The press conference was scheduled for 12 October in London and then a public meeting in Manchester on 13 October. This was followed up on 25 November with a lobby of parliament. Searchlight detailed the support it received in the November 1987 edition of the magazine, reporting that 400 people had attended the Manchester event. The magazine also went on to say that smaller meetings spread through the country – Cambridge, Liverpool, Hull, Leeds, Peterborough and Swansea, among others. The news that Nazi war criminals were living in Britain was spreading.

But Searchlight did not stop there, creating dossiers of investigative material to give to MPs to pressure the government into action. There was no legislation to deal with war crimes committed abroad, so first Searchlight pressed for the government to look into deportation for the suspects. What helped Searchlight’s cause is that an All Party Parliamentary Group on War Crimes was set up by MP Greville Janner, with cross-party support, and began campaigning within government for action.

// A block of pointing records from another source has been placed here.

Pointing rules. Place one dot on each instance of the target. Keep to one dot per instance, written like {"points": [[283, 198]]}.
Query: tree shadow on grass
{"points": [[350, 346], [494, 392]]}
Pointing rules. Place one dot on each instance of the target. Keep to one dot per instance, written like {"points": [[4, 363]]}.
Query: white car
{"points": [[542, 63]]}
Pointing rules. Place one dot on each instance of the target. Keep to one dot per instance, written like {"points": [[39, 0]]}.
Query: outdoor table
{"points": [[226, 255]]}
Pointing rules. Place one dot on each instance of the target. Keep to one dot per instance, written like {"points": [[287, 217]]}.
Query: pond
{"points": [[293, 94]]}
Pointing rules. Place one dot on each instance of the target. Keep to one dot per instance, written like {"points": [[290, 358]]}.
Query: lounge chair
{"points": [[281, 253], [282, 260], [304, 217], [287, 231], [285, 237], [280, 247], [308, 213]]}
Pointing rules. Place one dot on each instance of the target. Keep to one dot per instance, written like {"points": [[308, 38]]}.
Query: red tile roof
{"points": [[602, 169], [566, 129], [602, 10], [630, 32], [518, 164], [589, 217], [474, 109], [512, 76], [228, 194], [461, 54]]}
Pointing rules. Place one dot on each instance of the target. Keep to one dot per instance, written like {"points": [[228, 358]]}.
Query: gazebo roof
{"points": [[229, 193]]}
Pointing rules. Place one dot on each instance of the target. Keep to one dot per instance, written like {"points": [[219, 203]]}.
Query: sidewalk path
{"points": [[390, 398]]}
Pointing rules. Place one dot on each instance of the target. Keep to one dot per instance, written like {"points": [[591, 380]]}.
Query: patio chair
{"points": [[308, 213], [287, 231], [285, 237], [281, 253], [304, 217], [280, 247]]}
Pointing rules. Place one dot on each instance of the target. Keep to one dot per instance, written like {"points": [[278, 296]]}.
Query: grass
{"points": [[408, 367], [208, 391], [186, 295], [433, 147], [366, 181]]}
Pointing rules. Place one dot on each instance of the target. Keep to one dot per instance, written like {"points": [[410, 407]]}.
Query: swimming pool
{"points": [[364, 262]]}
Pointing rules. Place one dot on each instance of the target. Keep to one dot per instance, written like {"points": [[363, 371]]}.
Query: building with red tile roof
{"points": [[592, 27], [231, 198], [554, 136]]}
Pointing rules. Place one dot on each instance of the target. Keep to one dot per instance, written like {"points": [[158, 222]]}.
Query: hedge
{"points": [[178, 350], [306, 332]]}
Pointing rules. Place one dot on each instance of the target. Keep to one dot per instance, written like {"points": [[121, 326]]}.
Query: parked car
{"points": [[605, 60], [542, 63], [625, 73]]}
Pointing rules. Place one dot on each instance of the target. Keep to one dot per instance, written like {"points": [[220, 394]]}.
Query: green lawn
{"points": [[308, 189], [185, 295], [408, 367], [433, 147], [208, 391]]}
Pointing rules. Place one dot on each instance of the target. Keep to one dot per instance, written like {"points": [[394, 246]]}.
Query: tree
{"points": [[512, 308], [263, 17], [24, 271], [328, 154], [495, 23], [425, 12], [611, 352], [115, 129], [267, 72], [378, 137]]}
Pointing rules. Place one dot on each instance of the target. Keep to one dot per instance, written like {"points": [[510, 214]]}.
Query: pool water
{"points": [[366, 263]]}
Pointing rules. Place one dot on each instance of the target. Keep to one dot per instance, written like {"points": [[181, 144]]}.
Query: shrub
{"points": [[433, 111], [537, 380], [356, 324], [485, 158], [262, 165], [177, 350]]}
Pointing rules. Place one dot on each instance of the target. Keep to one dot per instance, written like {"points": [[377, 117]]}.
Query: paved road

The government was being pressed from all angles – within government, by Searchlight and the UJS, along with the mainstream media – finally, in 1991, the War Crimes Act came into being. The Act meant that retrospective crimes, committed abroad by citizens of other countries, who now lived in Britain, could be prosecuted. That should have been the end to the Searchlight story and the beginning of justice …

Justice now!

To date, there has only been one successful prosecution of a Nazi war criminal in a British criminal court, Antony Sawoniuk, in 1999. He was charged and prosecuted on two counts of murder and sentenced to five years in prison, where he died in 2006.

At the height of police investigations, up to 300 suspects were being investigated. Searchlight pushed for all those who had been accused of war crimes to face justice and, although this has not happened, our campaign stands as a marker in history in the push for justice, as soon as it was known that Nazis were in Britain.

Searchlight’s contribution was vital in the pursuit of justice, as we were part of a grassroots campaign of committed people, determined to right the wrongs of the past. To understand the Searchlight War Crimes Campaign is to understand the full implications and problematic nature of this enterprise overall.

The importance of this article, in looking back into Searchlight archive is to celebrate our brave and intrepid journalists, the support from the UJS and many others, in the quest for justice that must not to be delayed anymore.